Antes, as provas viviam em pen drives e sumiam com a troca de professor. Depois destas práticas, viram patrimônio da escola. Veja o antes e o depois.
1. Toda questão aponta para uma habilidade?
Antes, a questão não dizia o que media; depois, cada uma aponta para uma habilidade da BNCC. É o que liga a prova ao currículo e ao resultado.
2. O cadastro é padronizado?
Antes, cada um catalogava de um jeito; depois, todos usam os mesmos campos.
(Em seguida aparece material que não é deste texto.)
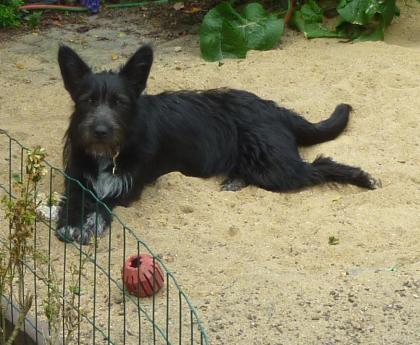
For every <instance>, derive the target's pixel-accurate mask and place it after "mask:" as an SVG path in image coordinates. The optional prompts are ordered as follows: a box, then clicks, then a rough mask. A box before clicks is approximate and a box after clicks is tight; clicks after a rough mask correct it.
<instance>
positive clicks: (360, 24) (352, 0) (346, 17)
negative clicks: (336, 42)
mask: <svg viewBox="0 0 420 345" xmlns="http://www.w3.org/2000/svg"><path fill="white" fill-rule="evenodd" d="M376 8H377V1H376V0H373V1H372V0H341V1H340V3H339V4H338V6H337V12H338V13H339V14H340V15H341V16H342V17H343V18H344V20H345V21H347V22H349V23H352V24H358V25H366V24H368V23H369V22H370V20H371V19H372V17H373V15H374V14H375V13H376Z"/></svg>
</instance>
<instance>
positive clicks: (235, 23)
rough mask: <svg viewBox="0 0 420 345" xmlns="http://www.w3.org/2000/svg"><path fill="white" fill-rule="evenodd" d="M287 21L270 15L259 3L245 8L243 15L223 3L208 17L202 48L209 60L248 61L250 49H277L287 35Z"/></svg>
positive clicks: (204, 53)
mask: <svg viewBox="0 0 420 345" xmlns="http://www.w3.org/2000/svg"><path fill="white" fill-rule="evenodd" d="M283 29H284V22H283V19H279V18H278V17H277V16H276V15H273V14H268V13H267V12H266V11H265V10H264V8H263V7H262V6H261V5H260V4H258V3H251V4H248V5H247V6H245V8H244V9H243V11H242V15H241V14H239V13H238V12H236V11H235V10H234V9H233V8H232V6H231V5H229V4H228V3H221V4H219V5H217V6H216V7H215V8H213V9H212V10H210V11H209V12H208V13H207V15H206V16H205V17H204V21H203V23H202V25H201V28H200V47H201V52H202V54H203V57H204V58H205V59H206V60H208V61H217V60H221V59H223V58H244V57H245V56H246V53H247V51H248V50H250V49H256V50H268V49H271V48H273V47H274V46H275V45H276V44H277V42H278V41H279V40H280V37H281V36H282V34H283Z"/></svg>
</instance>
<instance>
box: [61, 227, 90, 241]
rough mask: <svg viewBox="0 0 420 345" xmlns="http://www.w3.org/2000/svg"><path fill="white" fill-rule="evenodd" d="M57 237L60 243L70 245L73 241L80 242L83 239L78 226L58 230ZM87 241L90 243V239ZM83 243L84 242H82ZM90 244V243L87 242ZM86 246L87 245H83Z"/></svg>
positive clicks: (63, 227) (61, 228) (63, 228)
mask: <svg viewBox="0 0 420 345" xmlns="http://www.w3.org/2000/svg"><path fill="white" fill-rule="evenodd" d="M55 235H56V236H57V238H58V239H59V240H60V241H63V242H66V243H70V242H73V241H76V242H79V243H81V242H80V240H81V239H83V238H82V237H83V236H82V235H81V231H80V228H78V227H76V226H71V225H66V226H63V227H61V228H58V229H57V230H56V232H55ZM85 241H89V239H87V238H86V239H85ZM82 243H83V242H82ZM87 243H89V242H87ZM83 244H85V243H83Z"/></svg>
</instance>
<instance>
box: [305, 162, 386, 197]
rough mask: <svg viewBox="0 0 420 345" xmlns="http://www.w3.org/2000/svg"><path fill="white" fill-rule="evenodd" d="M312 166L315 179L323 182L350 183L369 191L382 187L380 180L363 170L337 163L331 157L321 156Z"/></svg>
mask: <svg viewBox="0 0 420 345" xmlns="http://www.w3.org/2000/svg"><path fill="white" fill-rule="evenodd" d="M311 166H312V168H313V172H314V177H315V178H316V179H319V180H320V181H321V182H333V183H348V184H353V185H355V186H359V187H362V188H367V189H376V188H378V187H380V186H381V183H380V181H379V180H376V179H374V178H373V177H372V176H370V175H369V174H368V173H367V172H365V171H363V170H362V169H360V168H358V167H353V166H350V165H345V164H340V163H336V162H334V161H333V160H332V159H331V158H329V157H323V156H319V157H317V158H316V159H315V160H314V161H313V163H312V164H311Z"/></svg>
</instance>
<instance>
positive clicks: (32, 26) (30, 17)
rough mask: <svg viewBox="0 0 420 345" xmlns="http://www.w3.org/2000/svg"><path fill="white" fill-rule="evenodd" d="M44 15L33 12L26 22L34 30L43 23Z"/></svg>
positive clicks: (25, 18)
mask: <svg viewBox="0 0 420 345" xmlns="http://www.w3.org/2000/svg"><path fill="white" fill-rule="evenodd" d="M42 13H43V12H42V11H36V12H32V13H31V14H29V15H27V16H26V17H25V21H26V22H27V23H28V26H29V27H30V28H31V29H34V28H36V27H37V26H39V24H40V22H41V17H42Z"/></svg>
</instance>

Padrão é o que torna o acervo pesquisável.
3. A dificuldade varia?
Antes, a prova era toda fácil ou toda difícil; depois, mistura níveis para medir de verdade. Variedade revela o aluno, não só aprova ou reprova.
4. Você gera versões por turma?
Antes, todos faziam a mesma prova e alguns decoravam; depois, o banco embaralha questões da mesma habilidade em versões diferentes. Menos cola, mais avaliação justa.
5. O acervo é revisado?
Antes, questões velhas ficavam para sempre; depois, cada ciclo aposenta o desatualizado e cobre lacunas. Banco vivo acompanha o currículo.
6. O acesso é controlado?
Antes, a prova vazava antes da aplicação; depois, o acesso é por perfil e registrado. Sigilo protegido é avaliação confiável.
7. As notas voltam para o diário?
Antes, a nota da prova era redigitada; depois, ela flui para o lançamento de notas e mostra as habilidades a reforçar. O banco fecha o ciclo da avaliação.
| Antes | Depois |
|---|---|
| Provas em pen drive | Acervo por habilidade |
| Mesma prova para todos | Versões por turma |
| Nota redigitada | Nota direto no diário |
Por onde começar?
Comece classificando por habilidade e padronizando o cadastro. As duas práticas tornam o acervo útil desde o primeiro dia.